The A41 between junction 20 of the M25 and the eastern end of the Tring bypass was opened to traffic in 1993. It was built under two contracts – the Kings Langley bypass was started by Budge and completed by Alfred McAlpine when Budge went bust during the contract. The Kings Langley bypass also bypasses the southern part of Hemel Hempstead that the A41 used to go through. The old A41, between the M25 and Tring, lost its primary status and became the A4251.
The Berkhamsted Bypass was built by Amey Construction Ltd. They survived the construction process and went on to build other major roads, but have recently opted out of mainstream contracting to concentrate on long term asset management—they have a number of prestigious contracts with the Highways Agency.
This section of the A41 is built to dual 2-lane standard with grade separated junctions.

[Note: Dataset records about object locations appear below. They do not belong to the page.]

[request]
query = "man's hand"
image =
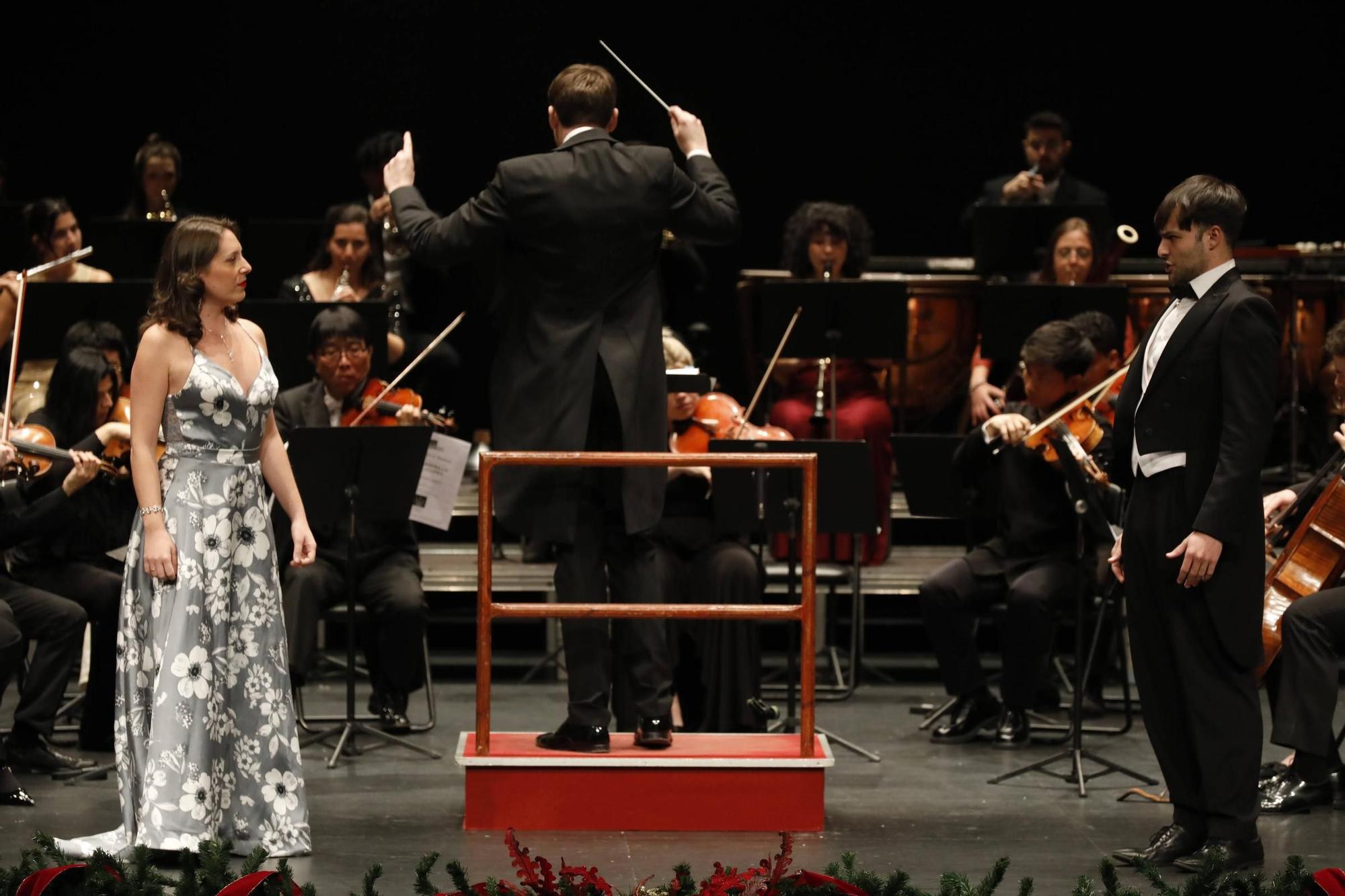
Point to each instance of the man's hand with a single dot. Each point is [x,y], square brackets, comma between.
[400,170]
[1012,428]
[1200,555]
[987,401]
[1024,186]
[1272,505]
[688,131]
[1118,568]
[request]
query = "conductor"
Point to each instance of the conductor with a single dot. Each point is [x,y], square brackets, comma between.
[580,364]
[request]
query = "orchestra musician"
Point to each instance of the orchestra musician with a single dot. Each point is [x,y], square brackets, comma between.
[1031,563]
[387,556]
[1047,143]
[53,623]
[716,663]
[158,174]
[1192,430]
[1304,681]
[580,365]
[73,561]
[825,240]
[349,267]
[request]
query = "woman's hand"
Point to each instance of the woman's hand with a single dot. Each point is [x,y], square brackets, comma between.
[84,471]
[161,553]
[306,549]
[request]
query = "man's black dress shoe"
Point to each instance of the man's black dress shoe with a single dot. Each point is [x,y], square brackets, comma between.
[969,717]
[654,732]
[1167,846]
[576,739]
[11,791]
[391,709]
[1242,854]
[1291,794]
[41,759]
[1015,729]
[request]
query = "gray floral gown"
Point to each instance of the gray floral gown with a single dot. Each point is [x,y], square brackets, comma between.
[205,725]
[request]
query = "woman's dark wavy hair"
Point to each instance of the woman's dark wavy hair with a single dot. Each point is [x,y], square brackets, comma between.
[352,213]
[73,393]
[41,218]
[1070,225]
[178,291]
[847,222]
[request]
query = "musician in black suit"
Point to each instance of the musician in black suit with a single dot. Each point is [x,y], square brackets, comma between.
[580,361]
[1032,561]
[1046,146]
[1194,421]
[387,556]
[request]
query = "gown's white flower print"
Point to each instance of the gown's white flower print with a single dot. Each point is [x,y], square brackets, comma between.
[282,791]
[254,542]
[197,797]
[215,405]
[216,540]
[193,671]
[204,721]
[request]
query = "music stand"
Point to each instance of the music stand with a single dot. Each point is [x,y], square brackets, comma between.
[841,319]
[286,323]
[769,502]
[367,474]
[1008,237]
[1091,518]
[1009,313]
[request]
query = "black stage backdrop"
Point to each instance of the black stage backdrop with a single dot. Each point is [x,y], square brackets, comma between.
[898,112]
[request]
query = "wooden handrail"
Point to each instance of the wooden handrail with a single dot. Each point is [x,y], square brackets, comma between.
[488,610]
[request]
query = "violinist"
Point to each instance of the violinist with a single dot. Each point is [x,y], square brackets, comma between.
[387,557]
[716,665]
[827,240]
[1192,431]
[54,623]
[1304,681]
[75,561]
[1031,563]
[349,267]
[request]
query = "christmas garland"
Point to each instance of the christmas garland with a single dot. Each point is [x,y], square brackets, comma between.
[45,870]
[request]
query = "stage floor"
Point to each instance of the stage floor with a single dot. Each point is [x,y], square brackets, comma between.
[925,809]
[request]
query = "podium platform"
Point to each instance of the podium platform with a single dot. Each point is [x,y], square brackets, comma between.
[703,782]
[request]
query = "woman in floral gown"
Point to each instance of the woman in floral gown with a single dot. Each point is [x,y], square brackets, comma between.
[205,728]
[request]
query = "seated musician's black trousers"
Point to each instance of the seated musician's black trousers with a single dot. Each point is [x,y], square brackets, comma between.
[1202,710]
[1309,674]
[389,588]
[962,589]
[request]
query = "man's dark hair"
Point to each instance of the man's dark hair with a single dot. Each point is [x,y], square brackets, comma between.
[1336,341]
[845,222]
[583,95]
[1047,122]
[1203,202]
[1100,329]
[1059,345]
[336,323]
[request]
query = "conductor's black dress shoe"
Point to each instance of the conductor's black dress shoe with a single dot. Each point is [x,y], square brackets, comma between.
[576,739]
[654,733]
[1291,794]
[1242,854]
[972,715]
[1167,846]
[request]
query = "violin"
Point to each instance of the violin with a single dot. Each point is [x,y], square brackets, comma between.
[719,416]
[379,407]
[38,451]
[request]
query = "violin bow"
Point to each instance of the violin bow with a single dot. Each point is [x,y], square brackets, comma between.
[757,396]
[18,323]
[410,368]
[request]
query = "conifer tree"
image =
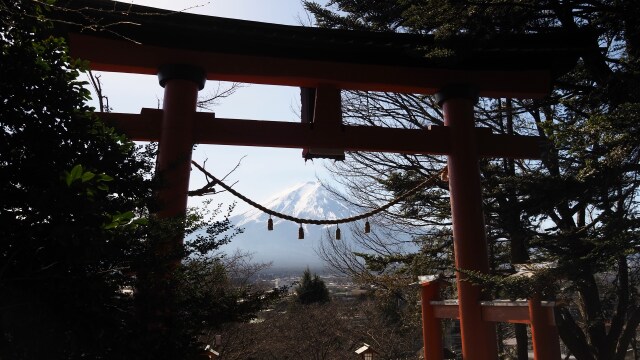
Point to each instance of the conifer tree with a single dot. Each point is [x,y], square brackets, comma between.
[577,207]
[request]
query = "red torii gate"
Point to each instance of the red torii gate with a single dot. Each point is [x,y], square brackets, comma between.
[175,46]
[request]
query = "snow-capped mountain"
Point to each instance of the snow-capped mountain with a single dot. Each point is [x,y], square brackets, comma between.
[282,246]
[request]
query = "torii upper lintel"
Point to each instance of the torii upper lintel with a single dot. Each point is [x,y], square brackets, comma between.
[141,39]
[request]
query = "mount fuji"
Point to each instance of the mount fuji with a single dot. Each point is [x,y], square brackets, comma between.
[281,246]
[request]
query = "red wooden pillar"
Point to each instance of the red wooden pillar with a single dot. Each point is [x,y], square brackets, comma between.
[469,238]
[544,336]
[155,299]
[431,327]
[181,85]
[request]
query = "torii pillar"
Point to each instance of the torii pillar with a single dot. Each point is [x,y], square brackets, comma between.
[173,166]
[181,85]
[469,237]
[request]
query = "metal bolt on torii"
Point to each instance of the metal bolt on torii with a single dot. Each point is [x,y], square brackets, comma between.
[171,45]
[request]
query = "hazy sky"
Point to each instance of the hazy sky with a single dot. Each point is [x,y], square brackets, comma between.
[263,171]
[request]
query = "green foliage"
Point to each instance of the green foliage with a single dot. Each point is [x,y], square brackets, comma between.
[70,188]
[311,289]
[79,252]
[577,206]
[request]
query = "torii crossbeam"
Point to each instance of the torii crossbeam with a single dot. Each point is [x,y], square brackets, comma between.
[185,50]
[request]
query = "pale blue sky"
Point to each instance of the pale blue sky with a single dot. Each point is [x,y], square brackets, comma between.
[263,171]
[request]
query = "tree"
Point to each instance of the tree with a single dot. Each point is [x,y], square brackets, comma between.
[71,191]
[311,289]
[578,206]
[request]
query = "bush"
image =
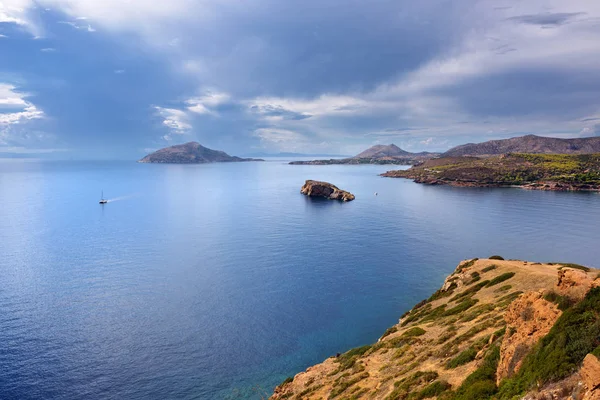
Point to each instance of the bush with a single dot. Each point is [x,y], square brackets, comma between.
[558,354]
[481,384]
[487,269]
[500,278]
[462,306]
[389,331]
[415,331]
[432,390]
[465,357]
[575,266]
[563,302]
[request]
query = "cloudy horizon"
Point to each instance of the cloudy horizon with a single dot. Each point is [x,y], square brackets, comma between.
[112,79]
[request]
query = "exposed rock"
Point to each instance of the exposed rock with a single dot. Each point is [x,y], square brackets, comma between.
[527,144]
[590,373]
[528,319]
[574,283]
[325,189]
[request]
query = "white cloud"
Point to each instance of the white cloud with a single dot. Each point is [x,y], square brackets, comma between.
[14,109]
[203,104]
[176,120]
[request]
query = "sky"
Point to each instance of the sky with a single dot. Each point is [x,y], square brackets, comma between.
[113,79]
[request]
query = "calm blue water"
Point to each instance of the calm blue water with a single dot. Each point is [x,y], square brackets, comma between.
[218,281]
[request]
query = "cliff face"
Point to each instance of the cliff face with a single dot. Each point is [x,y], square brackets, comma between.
[495,330]
[527,144]
[326,190]
[190,153]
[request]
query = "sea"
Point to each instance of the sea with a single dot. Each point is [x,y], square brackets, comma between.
[218,281]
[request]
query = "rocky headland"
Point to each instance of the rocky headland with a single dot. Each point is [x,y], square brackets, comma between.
[324,189]
[496,329]
[558,172]
[191,153]
[379,154]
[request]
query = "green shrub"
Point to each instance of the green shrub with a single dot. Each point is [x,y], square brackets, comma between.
[464,357]
[462,306]
[490,268]
[563,302]
[414,331]
[500,278]
[481,384]
[389,331]
[432,390]
[575,266]
[470,291]
[558,354]
[466,264]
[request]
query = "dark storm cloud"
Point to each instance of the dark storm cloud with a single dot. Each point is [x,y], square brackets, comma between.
[546,19]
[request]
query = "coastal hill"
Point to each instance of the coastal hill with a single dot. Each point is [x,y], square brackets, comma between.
[190,153]
[378,154]
[496,329]
[527,144]
[573,172]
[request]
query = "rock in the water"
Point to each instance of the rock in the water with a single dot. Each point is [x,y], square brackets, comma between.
[325,189]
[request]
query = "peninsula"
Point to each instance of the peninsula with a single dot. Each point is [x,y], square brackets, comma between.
[527,144]
[496,329]
[560,172]
[190,153]
[325,189]
[379,154]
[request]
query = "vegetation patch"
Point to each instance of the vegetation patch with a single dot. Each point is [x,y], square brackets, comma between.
[389,331]
[415,331]
[462,306]
[464,357]
[501,278]
[470,291]
[575,266]
[490,268]
[466,264]
[481,384]
[563,302]
[560,353]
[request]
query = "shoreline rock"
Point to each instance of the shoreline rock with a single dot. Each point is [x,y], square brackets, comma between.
[325,189]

Whilst the main line is built to a reasonably high standard, frequent changes to the design requirements during the planning stages meant that the junctions themselves are very tight (hence the heavy use of anti-skid surfacing on some sliproads). Heading north west from the M25, the first junction is a diamond junction with a dumbbell roundabout underneath. From here, the A414 begins its trek to Maldon in Essex.
Continuing in a westerly direction, the road comes alongside the west-coast main line, crosses the A4251, skirts Boxmoor common before arriving at the Bourne End junction with the A4251. Cue a set of dodgy slip roads in a half-cloverleaf arrangement. The anti-skid surfacing is required to help deter traffic leaving the A41 from missing the bend on the slip road and ploughing straight across the on-bound traffic. Regardless, the design has resulted in a number of accidents over the years.
Next up is a less important junction leading to a farm, a few industrial units, and a fairly small service station. Access to Bourne End using this junction was prohibited by a set of bollards installed on an access route.
The A41 continues to the south of Berkhamsted, past its junction with the A416 (cue another junction arrangement like the one at Bourne End). Soon we pass under a reinforced concrete arched bridge which carries the Ridgeway long distance trail across the road. We then join up with the Tring Bypass – which was once known as the A41(M) before the M25 and the southern extension was completed.
The Tring Bypass was built in the 1970s to D2M (dual two-lane with hard shoulder) standard. It has subsequently been despecialised and is now a portion of the A41. This section is less than 2 miles long and stood out like a sore thumb on maps as an isolated piece of motorway. Aston Clinton is now bypassed to the north, giving a fully dualled route from the M25 to the outskirts of Aylesbury.
Aylesbury is unbypassed (unless the A4157 counts) and the A41 spends some of its time on the Roman Akeman Street, the route that was originally A41. The A41 forms the southern side of the Aylesbury Ring Road.